在中文網站裏面其實也存在大量的stop word,我們稱它爲停止詞。比如,我們前面這句話,“在”、“裏面”、“也”、“的”、“它”、“爲”這些詞都是停止詞。這些詞因爲使用頻率過高,幾乎 每個網頁上都存在,所以搜索引擎開發人員都將這一類詞語全部忽略掉。

from nltk.corpus import stopwords
from nltk.tokenize import word_tokenize

example_text = "This is an example showing off stop word filration."

stop_words = set(stopwords.words("english"))
print(stop_words)
{"it's", 'being', 'him', 'own', 'above', "you'll", 'yourself', 'again', 'because', 'a', 'i', 'yours', "didn't", 've', 'his', 'only', 'hasn', 'all', 'out', 'this', 'just', 'below', 'of', 'will', 'who', 'shan', 'or', 'should', 'here', 'be', 'against', 't', 'than', 'have', 'is', 'does', "wouldn't", 'hers', 'while', 'ours', 'there', 'when', 'himself', 'hadn', 'theirs', 'your', 'doing', 'before', "shouldn't", 'more', 'over', 'both', 'if', 'so', 'themselves', 'll', 'their', 'ma', 'now', 're', 'we', "won't", 'these', 'why', "she's", 'can', 'its', 'up', 'me', 'the', 'most', 'doesn', 'd', 'herself', "needn't", 'an', 'about', 'as', 'further', 'few', "haven't", 'other', 'aren', 'between', "couldn't", 'are', 'where', 'o', "doesn't", 'at', "you've", "wasn't", 'isn', 'each', "you'd", 'yourselves', 'has', 'did', 'off', 'couldn', 'y', "hasn't", 'very', 'not', "mustn't", 'my', 'then', 'myself', "don't", 'those', 'from','any', 'too', 'to', 'weren', 'am', "you're", 'them', 'down', "shan't", 'into', 'nor', 'ain', 'but', 'didn', 'mightn', 'on', 'and',"aren't", 'it', 'how', "that'll", 'wouldn', 'by', 'was', 'during', 'our', 'same', 'until', 'had', 'some', 'been', 'such', 'shouldn', 'do', 'having', "hadn't", 'that', 'mustn', 'don', 'were', 'what', 'ourselves', "mightn't", 'through', 'no', 'wasn', 'needn', 'he', "weren't", 'once', 'they', 'in', "isn't", 'won', 'after', 'you', 'itself', 'which', 'she', 'm', 'her', "should've", 'with', 'haven', 'under', 'for', 's', 'whom'}
words = word_tokenize(example_text)
filtered_sentence = []
for w in words:
    if w not in stop_words:
        filtered_sentence.append(w)
print(filtered_sentence)
['This', 'example', 'showing', 'stop', 'word', 'filration', '.']
stop_words = set(stopwords.words("english"))
# print(stop_words)
words = word_tokenize(example_text)
filtered_sentence = []
# for w in words:
#     if w not in stop_words:
#         filtered_sentence.append(w)

filtered_sentence = [w for w in words if not w in stop_words]
print(filtered_sentence)

詞幹分析器

在學習應該我們都學過動詞的時態,有時候我們需要剝去其變化看其本質這就是 stem 用途。

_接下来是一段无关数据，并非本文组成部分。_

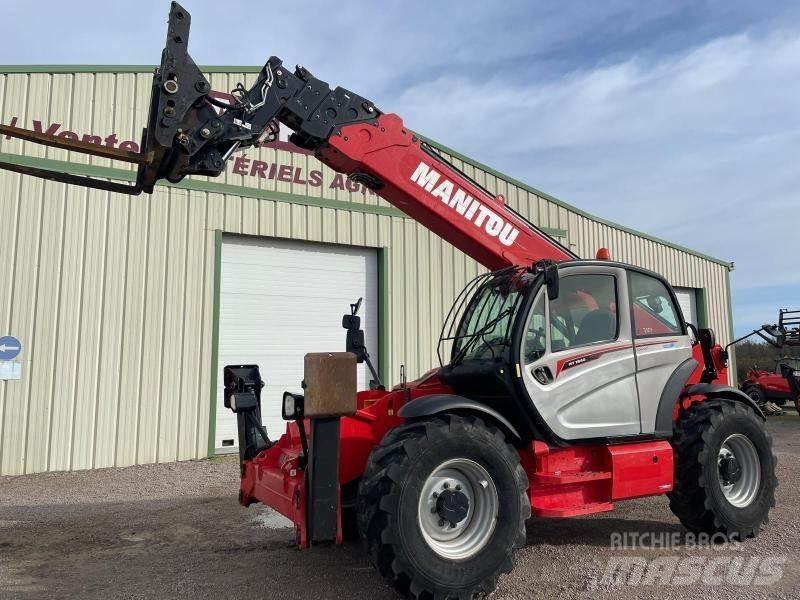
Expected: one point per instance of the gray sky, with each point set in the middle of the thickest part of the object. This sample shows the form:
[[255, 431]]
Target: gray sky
[[680, 118]]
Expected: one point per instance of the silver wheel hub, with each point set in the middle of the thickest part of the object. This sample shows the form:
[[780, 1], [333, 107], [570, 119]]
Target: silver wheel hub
[[458, 509], [739, 470]]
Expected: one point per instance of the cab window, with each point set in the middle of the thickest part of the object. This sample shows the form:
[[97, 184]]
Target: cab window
[[585, 312], [536, 335], [654, 312]]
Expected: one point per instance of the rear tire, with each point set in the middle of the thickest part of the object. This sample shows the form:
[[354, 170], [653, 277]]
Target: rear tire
[[431, 465], [713, 493]]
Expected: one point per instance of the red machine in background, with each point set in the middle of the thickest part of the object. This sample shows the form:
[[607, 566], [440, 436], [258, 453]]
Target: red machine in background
[[565, 384]]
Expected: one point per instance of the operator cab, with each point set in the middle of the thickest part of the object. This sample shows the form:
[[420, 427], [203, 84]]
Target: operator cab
[[588, 356]]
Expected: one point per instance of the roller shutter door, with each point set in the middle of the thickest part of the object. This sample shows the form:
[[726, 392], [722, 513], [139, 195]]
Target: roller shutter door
[[281, 299]]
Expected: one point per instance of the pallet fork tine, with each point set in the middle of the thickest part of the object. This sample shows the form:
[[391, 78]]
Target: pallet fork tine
[[141, 159]]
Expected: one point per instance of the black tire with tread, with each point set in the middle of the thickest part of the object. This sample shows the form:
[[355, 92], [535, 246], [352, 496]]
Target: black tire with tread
[[697, 498], [404, 458]]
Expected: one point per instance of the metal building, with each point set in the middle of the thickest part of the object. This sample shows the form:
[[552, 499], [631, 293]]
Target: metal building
[[127, 307]]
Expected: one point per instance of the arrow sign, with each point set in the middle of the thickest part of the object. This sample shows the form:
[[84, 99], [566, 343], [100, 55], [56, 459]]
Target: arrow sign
[[10, 347]]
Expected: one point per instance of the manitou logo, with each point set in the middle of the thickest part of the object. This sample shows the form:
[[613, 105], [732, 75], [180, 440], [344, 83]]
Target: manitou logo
[[464, 204]]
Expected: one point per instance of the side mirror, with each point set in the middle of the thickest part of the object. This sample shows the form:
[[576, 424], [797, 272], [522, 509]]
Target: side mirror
[[292, 406], [551, 281]]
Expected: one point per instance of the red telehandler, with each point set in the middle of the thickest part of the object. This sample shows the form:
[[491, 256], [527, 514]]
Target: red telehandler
[[566, 384]]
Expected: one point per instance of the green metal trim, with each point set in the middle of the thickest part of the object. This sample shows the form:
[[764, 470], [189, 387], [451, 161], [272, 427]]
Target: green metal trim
[[69, 69], [554, 200], [217, 188], [701, 300], [383, 317], [212, 423], [732, 350]]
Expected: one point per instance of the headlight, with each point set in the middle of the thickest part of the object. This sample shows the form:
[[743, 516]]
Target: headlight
[[292, 406]]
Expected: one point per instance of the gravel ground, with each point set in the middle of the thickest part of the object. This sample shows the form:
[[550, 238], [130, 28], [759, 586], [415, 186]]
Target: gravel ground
[[176, 531]]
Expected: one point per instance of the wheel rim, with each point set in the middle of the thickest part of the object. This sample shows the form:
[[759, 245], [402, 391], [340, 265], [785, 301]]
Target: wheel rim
[[739, 470], [447, 489]]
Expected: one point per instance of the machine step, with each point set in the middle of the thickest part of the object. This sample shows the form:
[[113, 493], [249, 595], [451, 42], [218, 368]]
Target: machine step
[[572, 511], [564, 477]]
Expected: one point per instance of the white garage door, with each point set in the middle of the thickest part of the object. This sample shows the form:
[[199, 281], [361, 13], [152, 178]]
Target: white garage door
[[687, 298], [281, 299]]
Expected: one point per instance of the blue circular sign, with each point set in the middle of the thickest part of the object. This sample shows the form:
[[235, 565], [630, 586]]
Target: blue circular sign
[[10, 347]]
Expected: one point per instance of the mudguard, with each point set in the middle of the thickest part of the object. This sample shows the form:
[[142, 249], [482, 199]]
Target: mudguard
[[427, 406], [715, 390]]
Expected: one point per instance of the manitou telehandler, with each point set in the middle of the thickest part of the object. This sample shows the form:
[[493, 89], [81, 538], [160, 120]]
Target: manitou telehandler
[[567, 384], [772, 389]]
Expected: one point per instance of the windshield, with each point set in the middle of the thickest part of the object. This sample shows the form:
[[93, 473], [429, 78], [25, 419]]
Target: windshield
[[490, 305]]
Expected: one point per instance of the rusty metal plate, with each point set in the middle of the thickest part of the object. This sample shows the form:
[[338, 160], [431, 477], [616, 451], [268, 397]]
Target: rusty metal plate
[[330, 384]]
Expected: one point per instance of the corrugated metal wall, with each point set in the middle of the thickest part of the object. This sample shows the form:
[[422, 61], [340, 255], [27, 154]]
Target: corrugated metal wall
[[113, 296]]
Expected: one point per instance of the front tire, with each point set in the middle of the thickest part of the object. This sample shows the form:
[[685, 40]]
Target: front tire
[[442, 505], [724, 470]]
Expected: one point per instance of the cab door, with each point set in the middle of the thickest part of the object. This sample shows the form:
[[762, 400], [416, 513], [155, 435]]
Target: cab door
[[660, 338], [579, 366]]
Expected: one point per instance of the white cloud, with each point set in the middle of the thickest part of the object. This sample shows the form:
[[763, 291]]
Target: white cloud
[[701, 147]]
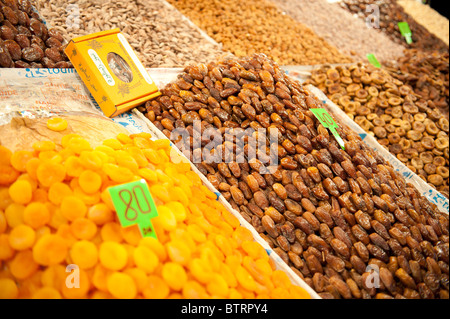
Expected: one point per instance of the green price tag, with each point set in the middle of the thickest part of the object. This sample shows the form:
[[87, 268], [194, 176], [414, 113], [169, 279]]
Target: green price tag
[[327, 121], [405, 31], [134, 205], [373, 60]]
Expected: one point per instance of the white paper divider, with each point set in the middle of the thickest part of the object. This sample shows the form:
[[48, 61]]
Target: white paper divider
[[424, 188], [280, 264]]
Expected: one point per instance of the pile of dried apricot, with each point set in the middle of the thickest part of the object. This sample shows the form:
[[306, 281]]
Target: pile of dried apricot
[[60, 236]]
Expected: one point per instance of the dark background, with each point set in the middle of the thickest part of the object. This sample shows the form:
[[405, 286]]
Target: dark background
[[440, 6]]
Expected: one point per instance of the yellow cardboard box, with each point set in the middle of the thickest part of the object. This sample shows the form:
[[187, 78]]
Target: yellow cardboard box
[[111, 71]]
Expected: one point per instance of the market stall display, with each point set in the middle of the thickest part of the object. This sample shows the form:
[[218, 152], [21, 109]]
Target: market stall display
[[259, 27], [426, 72], [390, 14], [389, 110], [353, 36], [428, 17], [56, 211], [160, 34], [328, 212], [25, 40], [259, 191]]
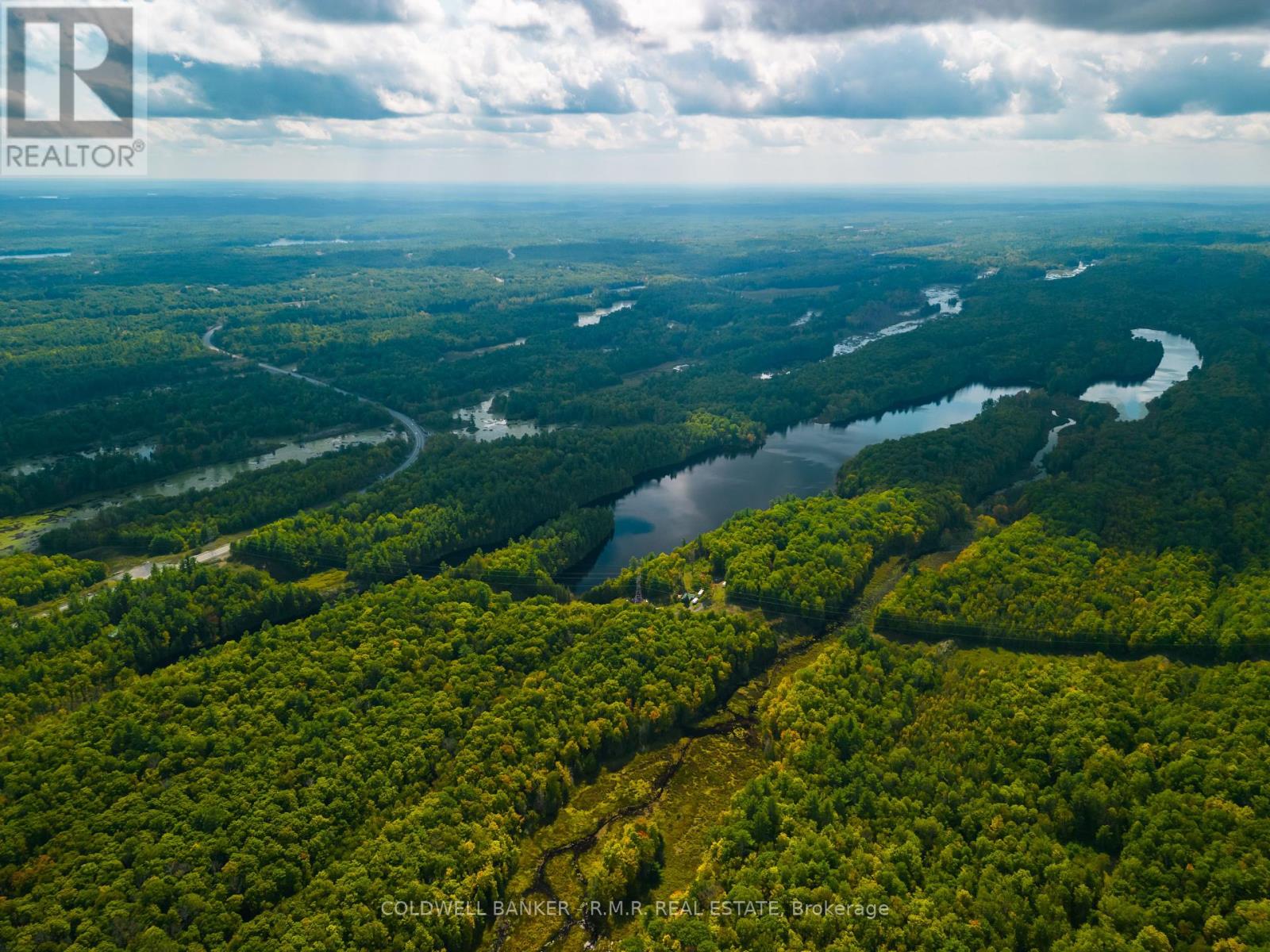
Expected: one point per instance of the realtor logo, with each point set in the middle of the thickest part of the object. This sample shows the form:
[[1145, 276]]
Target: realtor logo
[[73, 90]]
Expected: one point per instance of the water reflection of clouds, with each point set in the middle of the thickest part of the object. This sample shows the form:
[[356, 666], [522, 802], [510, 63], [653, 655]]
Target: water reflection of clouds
[[1130, 400]]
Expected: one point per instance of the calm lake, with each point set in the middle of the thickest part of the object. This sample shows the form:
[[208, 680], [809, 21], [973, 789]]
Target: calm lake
[[660, 514], [1130, 399], [664, 513]]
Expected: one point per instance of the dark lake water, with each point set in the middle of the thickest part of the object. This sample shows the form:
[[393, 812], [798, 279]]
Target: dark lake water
[[660, 514]]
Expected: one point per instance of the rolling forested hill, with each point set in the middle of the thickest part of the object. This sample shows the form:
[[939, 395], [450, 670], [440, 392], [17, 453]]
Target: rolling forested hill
[[996, 683]]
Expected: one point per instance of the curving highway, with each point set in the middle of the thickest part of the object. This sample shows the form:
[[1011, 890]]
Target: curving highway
[[418, 436]]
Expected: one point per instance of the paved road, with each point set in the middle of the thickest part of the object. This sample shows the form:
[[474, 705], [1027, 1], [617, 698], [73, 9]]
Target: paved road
[[219, 554], [418, 436]]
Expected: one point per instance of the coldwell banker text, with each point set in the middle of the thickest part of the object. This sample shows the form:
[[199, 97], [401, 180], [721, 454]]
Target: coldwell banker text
[[75, 102], [592, 909]]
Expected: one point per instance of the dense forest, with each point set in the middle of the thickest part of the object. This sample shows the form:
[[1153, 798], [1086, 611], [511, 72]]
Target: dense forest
[[464, 495], [995, 800], [397, 689]]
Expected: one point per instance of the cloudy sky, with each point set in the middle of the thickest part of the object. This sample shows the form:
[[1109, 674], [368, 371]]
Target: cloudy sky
[[902, 92]]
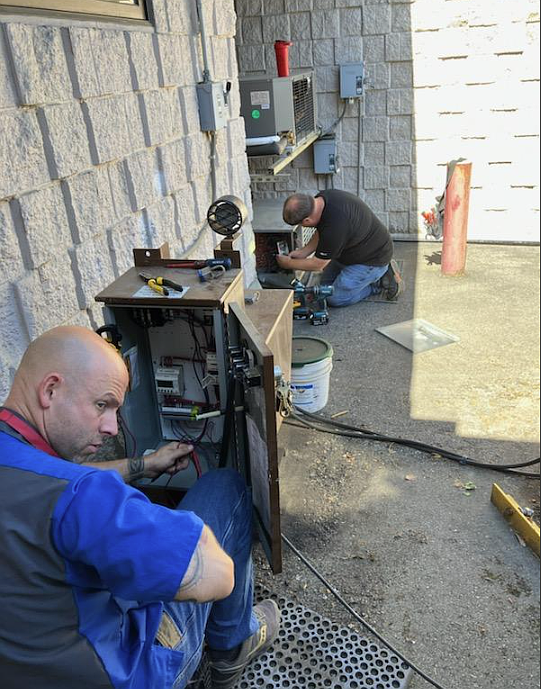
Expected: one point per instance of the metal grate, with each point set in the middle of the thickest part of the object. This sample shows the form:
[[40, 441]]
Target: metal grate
[[313, 653], [304, 107]]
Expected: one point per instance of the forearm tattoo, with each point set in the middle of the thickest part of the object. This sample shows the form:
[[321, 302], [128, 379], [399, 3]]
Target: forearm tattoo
[[194, 574], [136, 468]]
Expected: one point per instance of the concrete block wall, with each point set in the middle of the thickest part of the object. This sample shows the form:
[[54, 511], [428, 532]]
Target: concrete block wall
[[445, 79], [100, 152]]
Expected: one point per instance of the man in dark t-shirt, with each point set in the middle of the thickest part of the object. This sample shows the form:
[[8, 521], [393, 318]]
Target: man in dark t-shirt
[[352, 247]]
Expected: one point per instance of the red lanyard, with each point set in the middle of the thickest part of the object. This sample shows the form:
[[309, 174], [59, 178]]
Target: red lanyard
[[26, 431]]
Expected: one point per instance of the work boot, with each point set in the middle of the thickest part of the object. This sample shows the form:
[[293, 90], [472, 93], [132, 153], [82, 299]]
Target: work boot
[[225, 673], [392, 283]]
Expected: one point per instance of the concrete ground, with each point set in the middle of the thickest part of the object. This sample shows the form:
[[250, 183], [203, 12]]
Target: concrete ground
[[432, 566]]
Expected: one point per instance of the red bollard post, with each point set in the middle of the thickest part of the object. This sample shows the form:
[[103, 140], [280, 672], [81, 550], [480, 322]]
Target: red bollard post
[[455, 228], [282, 57]]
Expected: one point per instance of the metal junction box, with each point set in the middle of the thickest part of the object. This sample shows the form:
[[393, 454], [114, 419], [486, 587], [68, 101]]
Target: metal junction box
[[274, 106], [202, 372], [325, 156], [213, 106], [352, 80]]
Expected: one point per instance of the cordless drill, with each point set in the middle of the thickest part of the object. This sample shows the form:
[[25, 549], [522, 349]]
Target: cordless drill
[[311, 303]]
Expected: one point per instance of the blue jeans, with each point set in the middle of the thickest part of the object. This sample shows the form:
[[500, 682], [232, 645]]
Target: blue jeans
[[352, 284], [224, 503]]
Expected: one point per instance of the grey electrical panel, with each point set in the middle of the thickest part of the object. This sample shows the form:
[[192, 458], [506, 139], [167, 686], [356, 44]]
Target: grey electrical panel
[[325, 156], [352, 80], [213, 105], [279, 105]]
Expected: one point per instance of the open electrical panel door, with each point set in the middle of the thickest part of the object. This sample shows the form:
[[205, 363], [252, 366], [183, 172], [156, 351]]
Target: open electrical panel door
[[256, 372]]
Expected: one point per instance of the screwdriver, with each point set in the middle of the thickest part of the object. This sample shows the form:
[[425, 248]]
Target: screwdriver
[[165, 282], [154, 285]]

# I was taking a ride in the car.
# I was riding in the car.

在兩個句子中 ride 以兩種形式存在,但是表示意思都是 ride,

from nltk.tokenize import word_tokenize
from nltk.stem import PorterStemmer

ps = PorterStemmer()

example_words = ["python", "pythoner", "pythoning", "pythoned", "pythonly"]

for w in example_words:
    print(ps.stem(w))
python
python
python
python
pythonli

從輸出來看我們可以看出將 python 的其他形態去掉保留詞根。

new_text = "It is very important to be pythonly while you are pythoning with python. All pythoners have pythoned poorly at least once."

words = word_tokenize(new_text)
for w in words:
    print(ps.stem(w))

大家可以自己輸出看一看,裏面好像有些問題,大家可以自己發現。

打標籤

import nltk
from nltk.corpus import state_union
from nltk.tokenize import PunktSentenceTokenizer
sample_text = state_union.raw("2006-GWBush.txt")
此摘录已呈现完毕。